As recently as 2016, the ECJ declared data retention incompatible with EU fundamental rights in a landmark ruling (C-203/15). In 2020, the principles have already been softened: data retention may now be used against serious crimes.

With the current ruling, the ECJ goes one step further. The judges decide "that the general and indiscriminate retention of IP addresses does not necessarily constitute a serious interference with fundamental rights." 

Link tip: ECJ judgment C 470/21

The Court added that "EU law does not preclude national legislation which allows the competent national authority to identify a person suspected of having committed a criminal offense for the sole purpose of doing so."

In fact, the ECJ means: every possible criminal offense - and in this specific case, the prosecution of copyright infringements.

Data retention also permitted for copyright infringements

The present proceedings concerned the legality of the actions of the French authority "Hadopi". Hadopi takes targeted action against copyright infringements on the internet. By decree, Hadopi is authorized to determine the identity of illegal file sharers via their IP address. For the first two infringements, the illegal file sharers initially "only" receive a warning. Any further infringement can be prosecuted.

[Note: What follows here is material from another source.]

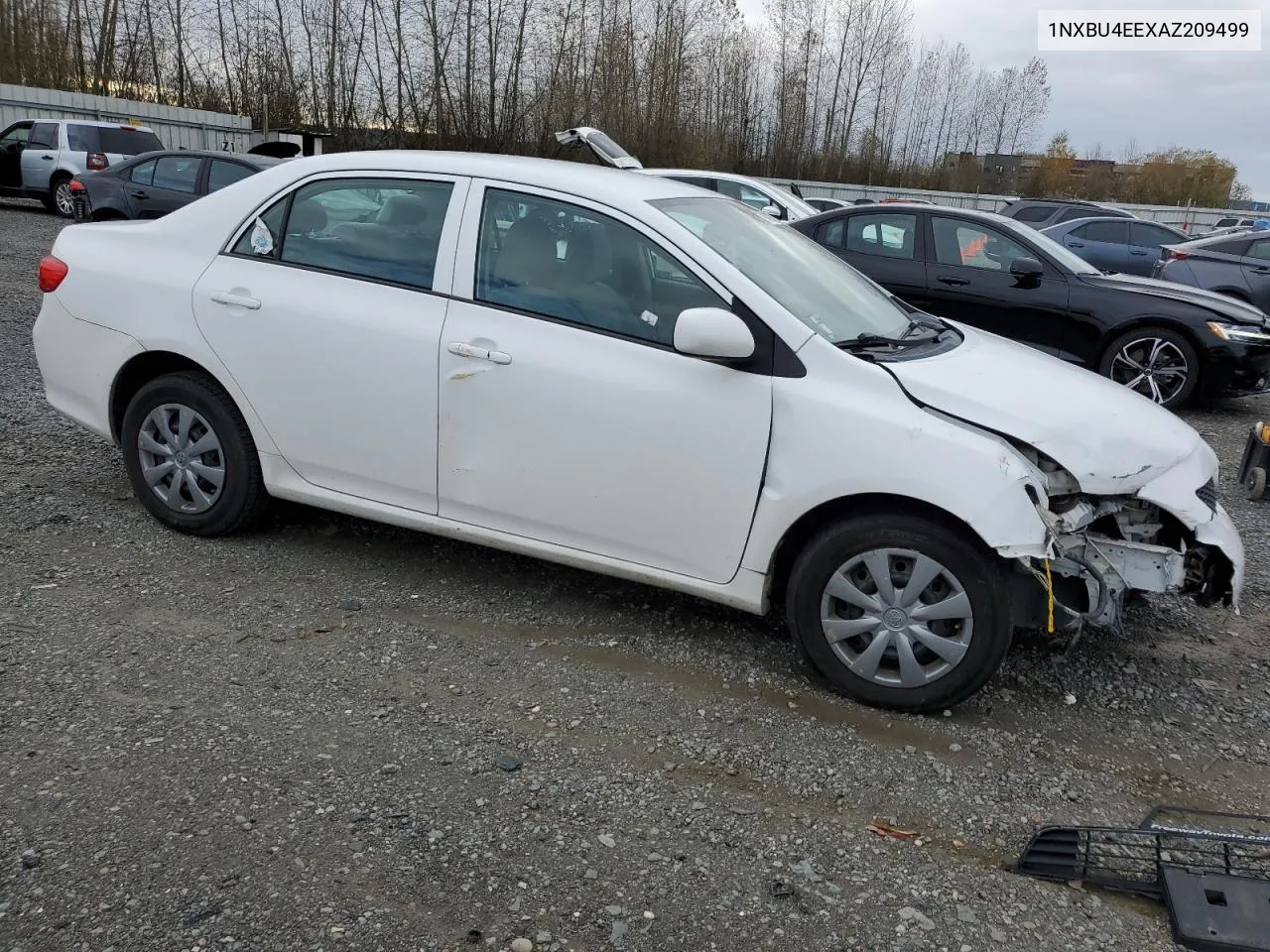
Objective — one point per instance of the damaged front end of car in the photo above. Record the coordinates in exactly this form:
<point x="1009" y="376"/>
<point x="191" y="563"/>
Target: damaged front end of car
<point x="1165" y="535"/>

After the four French civil rights organizations La Quadrature du Net (LQDN), Fédération des fournisseurs d'accès à Internet associatifs, Franciliens.net and French Data Network filed a lawsuit against the decree, the French state asked the ECJ whether this type of data retention is compatible with EU law.

According to the ECJ ruling, Member States may impose a general and indiscriminate obligation on internet access providers to retain IP addresses if they wish to prosecute criminal offenses.

"Moreover, if such access to IP addresses were not granted, there would be a real risk of systemic impunity for criminal offenses committed online or whose commission or preparation is facilitated by the characteristics of the Internet," the judges added in their decision.

However, the ECJ restricts: such storage must not allow precise conclusions to be drawn about the private life of the person concerned. To ensure this, national regulations must provide for the separation of different categories of personal data. Internet access providers must therefore only be able to find out the identity of the suspect from the stored data record - even after this ruling, no more is permitted.

What is data retention?

With data retention, telecommunications and internet providers are obliged to store certain traffic data of their users for a certain period of time. This data includes, among other things

  • Telephone connections: Who called whom and when (phone numbers, time and duration of the call).
  • Internet use: Which IP addresses were used, which websites were visited and when.
  • E-mail traffic: Sender and recipient of e-mails, time and date of communication.
  • Location data: Where cell phones are or have been located (e.g. through cell phone cells).

 

The stored data can be used by law enforcement agencies and intelligence services to investigate and prevent criminal offenses.